Brazil promises a yearlong carnival for investment bankers. The planned sale of some $82 billion of stock by oil giant Petrobras could make or break the global underwriting rankings banks use to hawk their services. But the honor won’t include a big payday.

Chalk it up to two major factors. First, the companies spearheading the whopper deals are controlled by the Brazilian government. And with elections in October, the Brasilia bureaucrats are being understandably frugal. State-owned Banco do Brasil’s sale of 9.8 billion reais ($5.4 billion) of new and existing shares on Wednesday is a case in point.

The deal’s underwriters walk away with a fee of just 0.5 percent of the total offering. It may be a long way from the meager 10 basis points underwriters earned for the Telebras privatization in the late 1990s.
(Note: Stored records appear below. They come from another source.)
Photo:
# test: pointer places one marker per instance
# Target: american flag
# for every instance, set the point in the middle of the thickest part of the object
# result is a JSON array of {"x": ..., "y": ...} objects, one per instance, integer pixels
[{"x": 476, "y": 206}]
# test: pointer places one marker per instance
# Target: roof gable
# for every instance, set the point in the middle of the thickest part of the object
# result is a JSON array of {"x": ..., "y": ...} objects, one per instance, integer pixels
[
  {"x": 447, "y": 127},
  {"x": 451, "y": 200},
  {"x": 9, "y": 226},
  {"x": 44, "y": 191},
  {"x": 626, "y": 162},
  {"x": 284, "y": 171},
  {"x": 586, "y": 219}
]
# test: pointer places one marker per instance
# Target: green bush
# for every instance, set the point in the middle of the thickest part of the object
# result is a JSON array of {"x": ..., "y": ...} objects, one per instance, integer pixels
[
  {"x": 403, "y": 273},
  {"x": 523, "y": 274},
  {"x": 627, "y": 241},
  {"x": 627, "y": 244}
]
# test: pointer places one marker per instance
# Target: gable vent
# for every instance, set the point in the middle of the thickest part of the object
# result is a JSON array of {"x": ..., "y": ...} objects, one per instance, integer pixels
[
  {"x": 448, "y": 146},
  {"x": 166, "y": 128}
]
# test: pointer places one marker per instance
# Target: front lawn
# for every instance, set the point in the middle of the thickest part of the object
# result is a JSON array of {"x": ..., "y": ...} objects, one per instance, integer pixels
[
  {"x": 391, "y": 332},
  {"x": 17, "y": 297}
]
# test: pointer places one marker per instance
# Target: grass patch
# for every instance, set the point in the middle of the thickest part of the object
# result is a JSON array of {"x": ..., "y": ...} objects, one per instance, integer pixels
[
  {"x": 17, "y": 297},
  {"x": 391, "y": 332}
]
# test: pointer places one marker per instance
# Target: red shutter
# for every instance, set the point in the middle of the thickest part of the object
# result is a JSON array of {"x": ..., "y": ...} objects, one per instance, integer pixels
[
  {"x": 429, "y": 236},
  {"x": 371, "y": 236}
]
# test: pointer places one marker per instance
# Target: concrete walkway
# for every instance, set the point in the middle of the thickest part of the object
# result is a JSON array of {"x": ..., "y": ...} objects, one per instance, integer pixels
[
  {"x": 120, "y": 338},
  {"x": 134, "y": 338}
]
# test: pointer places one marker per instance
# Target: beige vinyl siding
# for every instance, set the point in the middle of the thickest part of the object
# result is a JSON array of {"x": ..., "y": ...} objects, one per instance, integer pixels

But it’s still low by today’s Wall Street standards, and represents about a quarter of the fees in previous offerings for private banks in Brazil. Moreover, the $27 million will have to feed many mouths.

In addition to Banco do Brasil’s BB Banco de Investimento securities arm, local broker BTG Pactual and the local divisions of Bank of America Merrill Lynch, Citigroup and JPMorgan underwrote the offer. Divvy up the spoils, and they’re less than $6 million each — not chump change, but hardly enough to keep dealmakers in the helicopters needed to evade Sao Paulo traffic jams.

This reflects the tough competition. Elbows are sharpening, as the country’s big local institutions, including Bradesco, Itau and Santander, square off with Wall Street and European investment banks.

Moreover, the willingness to accept such relatively low compensation for normally pricier labors sets a precedent. The next big issuance will be of Petrobras stock to finance a purchase of offshore oil reserves from the government and to fund a gap in its capital expenditure plans.

While underwriters are only likely to receive fees for the portion of the deal sold to minority shareholders, this could still be some $50 billion — along with the accompanying league-table credit.

The Petrobras fees don’t appear finalized yet. And other firms are expected to flank the leads. But with the prestige of being one of the top underwriters in the world, the government can practically name its price — and it won’t be a big one.